Dieu Mère

Nous parlons exclusivement d'un Dieu Père, sans même envisager qu'il est tout autant Mère. N'est-ce pas le premier visage que Dieu offre dans la création. Seule une mère peut accoucher d'un univers.

Cette image de Dieu Mère, capable d'enfanter, pleine de bonté et de compassion, a été remplacée par la figure d'un Dieu guerrier, libérateur et tout-puissant, toujours prêt au combat pour son peuple.
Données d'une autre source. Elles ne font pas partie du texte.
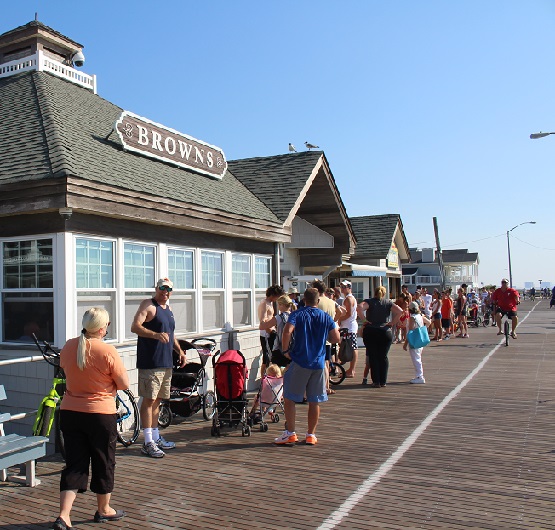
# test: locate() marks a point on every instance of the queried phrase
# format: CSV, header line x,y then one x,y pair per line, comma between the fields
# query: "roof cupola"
x,y
35,46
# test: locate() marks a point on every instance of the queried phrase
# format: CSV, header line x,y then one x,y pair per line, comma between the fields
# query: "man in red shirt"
x,y
506,299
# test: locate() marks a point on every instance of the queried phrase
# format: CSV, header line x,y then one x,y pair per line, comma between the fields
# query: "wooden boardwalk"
x,y
485,459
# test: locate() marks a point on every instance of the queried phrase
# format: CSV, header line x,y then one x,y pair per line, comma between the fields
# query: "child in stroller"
x,y
230,382
269,398
188,386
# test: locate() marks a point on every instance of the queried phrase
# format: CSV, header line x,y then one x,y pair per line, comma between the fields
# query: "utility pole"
x,y
439,256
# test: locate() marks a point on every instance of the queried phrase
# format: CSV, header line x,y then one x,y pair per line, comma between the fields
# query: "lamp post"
x,y
509,243
535,136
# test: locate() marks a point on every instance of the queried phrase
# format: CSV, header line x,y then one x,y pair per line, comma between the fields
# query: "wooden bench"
x,y
16,449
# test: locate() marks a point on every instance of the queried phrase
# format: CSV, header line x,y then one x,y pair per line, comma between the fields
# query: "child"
x,y
416,320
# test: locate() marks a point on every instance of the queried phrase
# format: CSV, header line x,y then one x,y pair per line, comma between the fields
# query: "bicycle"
x,y
48,414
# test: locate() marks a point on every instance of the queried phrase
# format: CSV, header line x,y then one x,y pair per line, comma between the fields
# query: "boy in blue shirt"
x,y
305,374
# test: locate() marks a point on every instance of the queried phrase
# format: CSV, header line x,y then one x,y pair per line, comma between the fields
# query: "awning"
x,y
365,271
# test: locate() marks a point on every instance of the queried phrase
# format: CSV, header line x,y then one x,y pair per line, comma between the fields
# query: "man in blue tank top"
x,y
305,374
155,325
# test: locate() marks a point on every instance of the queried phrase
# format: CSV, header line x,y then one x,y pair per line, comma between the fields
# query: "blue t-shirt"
x,y
312,326
151,353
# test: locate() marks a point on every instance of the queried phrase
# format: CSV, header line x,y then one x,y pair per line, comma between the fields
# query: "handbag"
x,y
418,337
346,351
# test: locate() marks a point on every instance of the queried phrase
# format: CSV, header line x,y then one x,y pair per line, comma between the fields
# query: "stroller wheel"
x,y
165,416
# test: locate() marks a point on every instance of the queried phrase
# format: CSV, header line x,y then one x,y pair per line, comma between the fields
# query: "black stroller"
x,y
188,386
230,382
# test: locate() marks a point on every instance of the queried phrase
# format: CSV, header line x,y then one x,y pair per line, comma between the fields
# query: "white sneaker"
x,y
162,443
152,450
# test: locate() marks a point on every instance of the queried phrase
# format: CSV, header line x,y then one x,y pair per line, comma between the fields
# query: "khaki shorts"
x,y
155,383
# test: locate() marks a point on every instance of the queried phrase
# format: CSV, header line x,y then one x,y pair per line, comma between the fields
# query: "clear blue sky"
x,y
423,108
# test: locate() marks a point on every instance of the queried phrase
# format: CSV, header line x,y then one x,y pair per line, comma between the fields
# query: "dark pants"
x,y
377,342
90,439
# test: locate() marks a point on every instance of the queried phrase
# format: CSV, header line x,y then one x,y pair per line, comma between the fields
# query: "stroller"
x,y
230,381
188,386
268,400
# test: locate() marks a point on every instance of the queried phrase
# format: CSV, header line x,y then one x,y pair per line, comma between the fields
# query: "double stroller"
x,y
188,385
269,400
230,382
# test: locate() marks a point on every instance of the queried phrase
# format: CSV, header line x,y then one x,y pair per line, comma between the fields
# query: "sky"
x,y
423,108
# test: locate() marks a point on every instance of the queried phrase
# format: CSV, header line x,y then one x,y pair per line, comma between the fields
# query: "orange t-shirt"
x,y
92,389
446,308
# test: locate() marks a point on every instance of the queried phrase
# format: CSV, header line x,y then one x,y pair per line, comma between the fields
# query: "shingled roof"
x,y
277,180
459,255
375,234
54,129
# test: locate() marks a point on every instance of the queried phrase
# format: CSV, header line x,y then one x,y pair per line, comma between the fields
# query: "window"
x,y
358,291
139,278
27,290
94,279
213,296
183,300
263,273
139,266
241,289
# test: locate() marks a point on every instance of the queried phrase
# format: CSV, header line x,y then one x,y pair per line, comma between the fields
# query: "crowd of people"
x,y
299,336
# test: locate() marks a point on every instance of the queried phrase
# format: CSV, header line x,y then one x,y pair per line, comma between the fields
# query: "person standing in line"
x,y
348,323
381,315
506,300
427,299
334,311
265,314
154,324
435,310
94,373
416,320
446,314
461,308
305,375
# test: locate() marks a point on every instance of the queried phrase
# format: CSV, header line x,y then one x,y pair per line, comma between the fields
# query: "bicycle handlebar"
x,y
49,353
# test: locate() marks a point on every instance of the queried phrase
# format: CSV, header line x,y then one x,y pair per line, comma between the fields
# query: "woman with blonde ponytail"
x,y
94,373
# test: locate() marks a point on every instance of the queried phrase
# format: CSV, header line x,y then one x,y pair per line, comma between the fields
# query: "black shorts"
x,y
509,313
266,350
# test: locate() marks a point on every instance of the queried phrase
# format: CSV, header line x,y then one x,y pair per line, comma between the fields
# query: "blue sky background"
x,y
422,108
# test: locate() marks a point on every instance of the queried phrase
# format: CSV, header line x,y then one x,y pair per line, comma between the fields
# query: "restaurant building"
x,y
97,202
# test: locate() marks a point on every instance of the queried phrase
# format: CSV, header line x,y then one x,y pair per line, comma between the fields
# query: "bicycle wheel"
x,y
60,443
337,373
127,414
165,415
208,405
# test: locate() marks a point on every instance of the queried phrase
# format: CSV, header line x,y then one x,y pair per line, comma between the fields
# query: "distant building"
x,y
460,266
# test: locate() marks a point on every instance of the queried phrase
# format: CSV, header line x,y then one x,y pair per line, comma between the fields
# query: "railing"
x,y
32,359
40,63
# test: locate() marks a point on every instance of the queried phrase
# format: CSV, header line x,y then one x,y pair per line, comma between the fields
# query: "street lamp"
x,y
508,239
535,136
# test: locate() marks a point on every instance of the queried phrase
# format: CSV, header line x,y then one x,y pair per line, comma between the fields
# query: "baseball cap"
x,y
164,281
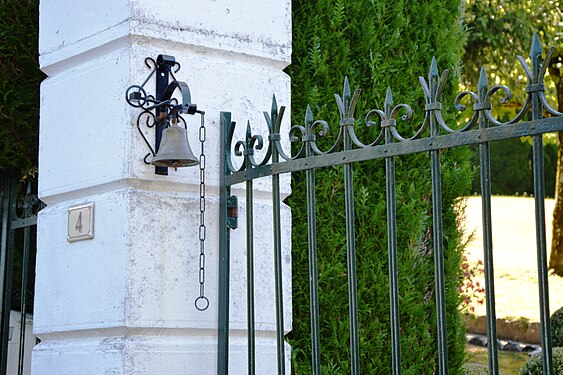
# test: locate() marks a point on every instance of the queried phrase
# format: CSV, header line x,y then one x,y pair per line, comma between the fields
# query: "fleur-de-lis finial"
x,y
483,83
536,49
308,119
433,73
388,104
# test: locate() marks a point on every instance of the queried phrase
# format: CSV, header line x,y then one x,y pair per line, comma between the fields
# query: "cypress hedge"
x,y
376,43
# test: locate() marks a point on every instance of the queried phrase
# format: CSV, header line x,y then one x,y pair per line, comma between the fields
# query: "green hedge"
x,y
19,85
375,43
511,168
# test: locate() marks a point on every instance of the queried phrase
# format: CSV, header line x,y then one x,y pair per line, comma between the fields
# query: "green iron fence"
x,y
434,135
18,220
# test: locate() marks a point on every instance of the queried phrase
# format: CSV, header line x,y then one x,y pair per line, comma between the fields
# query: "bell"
x,y
174,149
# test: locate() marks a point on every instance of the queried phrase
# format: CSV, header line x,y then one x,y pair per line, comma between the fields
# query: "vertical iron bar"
x,y
485,175
539,197
313,271
351,261
437,233
250,276
278,265
439,262
392,254
8,190
224,251
485,170
23,297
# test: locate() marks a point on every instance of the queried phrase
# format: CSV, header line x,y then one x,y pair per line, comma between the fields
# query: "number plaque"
x,y
81,222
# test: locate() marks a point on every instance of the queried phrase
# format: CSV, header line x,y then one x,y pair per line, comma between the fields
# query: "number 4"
x,y
78,225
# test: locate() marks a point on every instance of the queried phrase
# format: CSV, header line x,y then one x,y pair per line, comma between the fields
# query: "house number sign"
x,y
81,222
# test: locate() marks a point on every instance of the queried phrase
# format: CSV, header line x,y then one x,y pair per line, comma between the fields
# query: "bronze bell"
x,y
174,150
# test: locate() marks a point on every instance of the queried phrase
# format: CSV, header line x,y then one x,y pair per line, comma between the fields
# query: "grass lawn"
x,y
510,363
515,267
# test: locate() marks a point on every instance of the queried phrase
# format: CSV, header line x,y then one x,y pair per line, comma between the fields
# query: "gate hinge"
x,y
232,212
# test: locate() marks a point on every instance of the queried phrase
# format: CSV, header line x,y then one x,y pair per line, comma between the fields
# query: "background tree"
x,y
19,85
498,30
377,43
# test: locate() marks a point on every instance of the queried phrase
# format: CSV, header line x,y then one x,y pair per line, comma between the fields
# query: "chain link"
x,y
201,302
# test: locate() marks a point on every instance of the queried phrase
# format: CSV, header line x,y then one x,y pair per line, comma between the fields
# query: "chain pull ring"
x,y
201,302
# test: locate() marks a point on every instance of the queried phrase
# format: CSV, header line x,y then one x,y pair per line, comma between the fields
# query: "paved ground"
x,y
514,254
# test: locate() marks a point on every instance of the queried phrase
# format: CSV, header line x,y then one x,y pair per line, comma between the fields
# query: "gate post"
x,y
122,302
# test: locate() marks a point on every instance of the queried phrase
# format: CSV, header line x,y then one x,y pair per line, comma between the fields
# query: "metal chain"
x,y
201,302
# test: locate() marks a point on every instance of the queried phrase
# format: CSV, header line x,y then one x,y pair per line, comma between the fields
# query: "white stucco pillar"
x,y
123,301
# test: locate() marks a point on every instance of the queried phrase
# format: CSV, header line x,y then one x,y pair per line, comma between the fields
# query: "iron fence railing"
x,y
18,219
433,135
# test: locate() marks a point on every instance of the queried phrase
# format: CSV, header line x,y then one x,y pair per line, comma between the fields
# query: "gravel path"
x,y
514,255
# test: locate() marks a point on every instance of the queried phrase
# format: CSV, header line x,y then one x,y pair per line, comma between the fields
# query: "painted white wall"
x,y
122,303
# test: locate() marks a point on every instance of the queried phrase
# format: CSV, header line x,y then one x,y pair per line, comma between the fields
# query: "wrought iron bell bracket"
x,y
161,110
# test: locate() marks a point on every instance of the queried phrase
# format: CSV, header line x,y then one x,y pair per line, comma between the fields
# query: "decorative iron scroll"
x,y
306,135
25,208
155,111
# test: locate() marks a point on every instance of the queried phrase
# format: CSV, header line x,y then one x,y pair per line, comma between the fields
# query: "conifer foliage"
x,y
376,43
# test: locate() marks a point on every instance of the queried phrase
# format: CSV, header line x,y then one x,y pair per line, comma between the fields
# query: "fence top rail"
x,y
432,134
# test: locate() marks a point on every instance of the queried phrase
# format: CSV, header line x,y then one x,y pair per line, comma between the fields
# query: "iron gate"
x,y
433,136
18,220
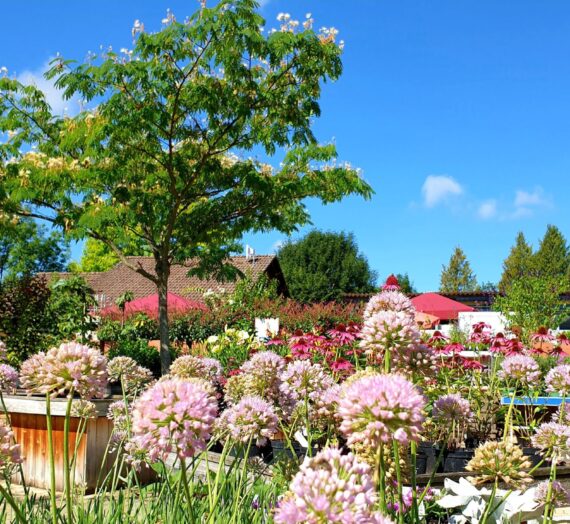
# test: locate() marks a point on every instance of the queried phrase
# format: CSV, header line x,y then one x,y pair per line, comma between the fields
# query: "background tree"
x,y
518,265
165,157
27,248
552,259
322,266
406,284
457,276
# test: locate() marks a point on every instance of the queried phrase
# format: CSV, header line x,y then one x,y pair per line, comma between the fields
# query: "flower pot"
x,y
456,460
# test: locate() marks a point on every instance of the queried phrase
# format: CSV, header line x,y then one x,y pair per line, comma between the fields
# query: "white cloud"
x,y
487,209
53,95
439,188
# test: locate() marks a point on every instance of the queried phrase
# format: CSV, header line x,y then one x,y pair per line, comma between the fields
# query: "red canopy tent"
x,y
442,307
177,305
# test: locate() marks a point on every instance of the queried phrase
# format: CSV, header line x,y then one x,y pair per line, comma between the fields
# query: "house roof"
x,y
109,285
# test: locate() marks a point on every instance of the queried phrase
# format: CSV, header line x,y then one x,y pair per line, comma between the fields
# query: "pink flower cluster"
x,y
9,452
252,418
521,369
8,378
330,487
452,408
558,380
379,408
71,367
173,415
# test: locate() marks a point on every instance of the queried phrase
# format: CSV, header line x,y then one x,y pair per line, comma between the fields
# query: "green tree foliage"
x,y
552,259
27,248
164,155
532,303
518,265
322,266
457,276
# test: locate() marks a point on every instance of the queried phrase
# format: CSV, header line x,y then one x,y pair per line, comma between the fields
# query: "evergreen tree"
x,y
519,263
457,275
323,266
552,260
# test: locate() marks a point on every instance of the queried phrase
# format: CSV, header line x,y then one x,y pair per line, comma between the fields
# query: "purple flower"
x,y
71,367
173,415
558,380
376,409
8,378
520,368
251,418
330,487
452,408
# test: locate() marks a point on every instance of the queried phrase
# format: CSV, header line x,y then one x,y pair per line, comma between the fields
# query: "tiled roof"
x,y
111,284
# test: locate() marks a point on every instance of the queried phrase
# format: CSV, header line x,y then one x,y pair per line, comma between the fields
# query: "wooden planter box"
x,y
28,421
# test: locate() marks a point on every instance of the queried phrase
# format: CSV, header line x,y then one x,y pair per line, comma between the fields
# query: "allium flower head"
x,y
9,451
520,368
500,460
388,301
190,366
380,408
452,408
303,380
552,438
558,380
252,418
8,378
330,487
69,367
559,495
392,331
173,415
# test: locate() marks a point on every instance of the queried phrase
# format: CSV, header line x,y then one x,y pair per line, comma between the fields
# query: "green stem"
x,y
53,502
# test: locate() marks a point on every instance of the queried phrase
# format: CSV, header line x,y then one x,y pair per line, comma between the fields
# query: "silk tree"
x,y
199,133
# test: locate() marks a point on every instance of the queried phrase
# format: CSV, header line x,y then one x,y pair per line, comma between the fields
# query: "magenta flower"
x,y
8,378
379,408
174,415
251,418
521,369
9,452
558,380
69,368
330,487
452,408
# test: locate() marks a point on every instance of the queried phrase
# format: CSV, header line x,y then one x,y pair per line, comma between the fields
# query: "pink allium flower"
x,y
8,378
190,366
559,494
173,415
330,487
9,451
520,368
251,418
558,380
388,331
69,367
378,408
388,301
452,408
303,380
552,438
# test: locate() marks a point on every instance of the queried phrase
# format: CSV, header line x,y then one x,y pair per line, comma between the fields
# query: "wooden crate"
x,y
28,421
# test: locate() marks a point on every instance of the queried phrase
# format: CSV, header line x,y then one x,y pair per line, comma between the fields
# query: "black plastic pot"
x,y
457,459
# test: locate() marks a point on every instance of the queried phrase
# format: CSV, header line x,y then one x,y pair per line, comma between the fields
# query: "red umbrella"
x,y
442,307
177,305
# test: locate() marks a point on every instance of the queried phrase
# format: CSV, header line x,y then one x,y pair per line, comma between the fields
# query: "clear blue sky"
x,y
458,114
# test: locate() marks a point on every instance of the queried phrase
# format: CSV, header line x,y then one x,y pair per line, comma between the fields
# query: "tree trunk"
x,y
163,321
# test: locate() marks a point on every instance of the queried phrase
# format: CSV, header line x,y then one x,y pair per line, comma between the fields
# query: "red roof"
x,y
149,305
442,307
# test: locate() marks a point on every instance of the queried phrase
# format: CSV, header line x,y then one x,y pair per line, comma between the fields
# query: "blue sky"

Mais de nombreux passages ont gardé la trace de la maternité de Dieu.

La maternité du Père

Plusieurs caractéristiques maternelles se retrouvent en Dieu.

La tendresse

« Le Bon Dieu est plus tendre qu'une mère » disait Thérèse de l'Enfant Jésus.

Ps 103,13 Comme est la tendresse d’un père pour ses fils, tendre est Yahvé pour ceux qui le craignent
Ps 131,2 Je tiens mon âme en paix et silence; comme un petit enfant contre sa mère, comme un petit enfant, telle est mon âme en moi

Les entrailles

Cette tendresse se prolonge jusque dans les "entrailles". Le mot "entrailles" rehem en hébreu, désigne le sein maternel, la matrice. Nous le retrouvons en grec dans le "Je vous salut Marie... Le fruit de tes entrailles". La forme plurielle hébraïque, rahamim, signifie "miséricorde".

Is 49,15 Une femme oublie-t-elle l'enfant qu'elle nourrit, cesse-t-elle de chérir le fils de ses entrailles ? Même s'il s'en trouvait une pour t'oublier, Moi, je ne t'oublierai jamais
Is 63,15-16 Regarde du ciel et vois, depuis ta demeure sainte et glorieuse. Où sont ta jalousie et ta puissance ? Le frémissement de tes entrailles et ta pitié pour moi se sont-ils contenus ? Pourtant tu es notre père. Si Abraham ne nous a pas reconnus, si Israël ne se souvient plus de nous, toi, Yahvé, tu es notre père, notre rédempteur, tel est ton nom depuis toujours.
Os 11,8 Comment t'abandonnerais-je, Ephraïm, te livrerais-je, Juda ? Mon coeur en moi se retourne, toutes mes entrailles frémissent
Jr 31,20 Ephraïm est-il donc pour moi un fils si cher, un enfant tellement préféré, pour qu'après chacune de mes menaces je doive toujours penser à lui, et que mes entrailles s'émeuvent pour lui, que pour lui déborde ma tendresse ?
Is 42,15 Comme une femme en travail, je gémis, je suffoque, et je suis oppressé tout à la fois.

Sage-femme

Telle une sage-femme, Dieu est celle qui donne accès à la vie

Ps 22,10-11 Toi, tu m’as fait surgir du ventre de ma mère et tu m’as mis en sécurité sur sa poitrine. Dès la sortie du sein, je fus remis à toi; dès le ventre de ma mère, mon Dieu c’est toi !.
Isaïe 66,9 Est-ce que moi j'ouvrirais passage à la vie pour ne pas faire enfanter ? – dit le SEIGNEUR. Est-ce que moi, qui fais enfanter, j'imposerais à la vie une contrainte ? – dit ton Dieu.

L'allaitement

Nb 11,12 Est-ce moi qui ai conçu tout ce peuple, est-ce moi qui l'ai enfanté ? que tu me dises : «Porte-le sur ton sein, comme la nourrice porte l'enfant à la mamelle, au pays que j'ai promis par serment à ses pères» ?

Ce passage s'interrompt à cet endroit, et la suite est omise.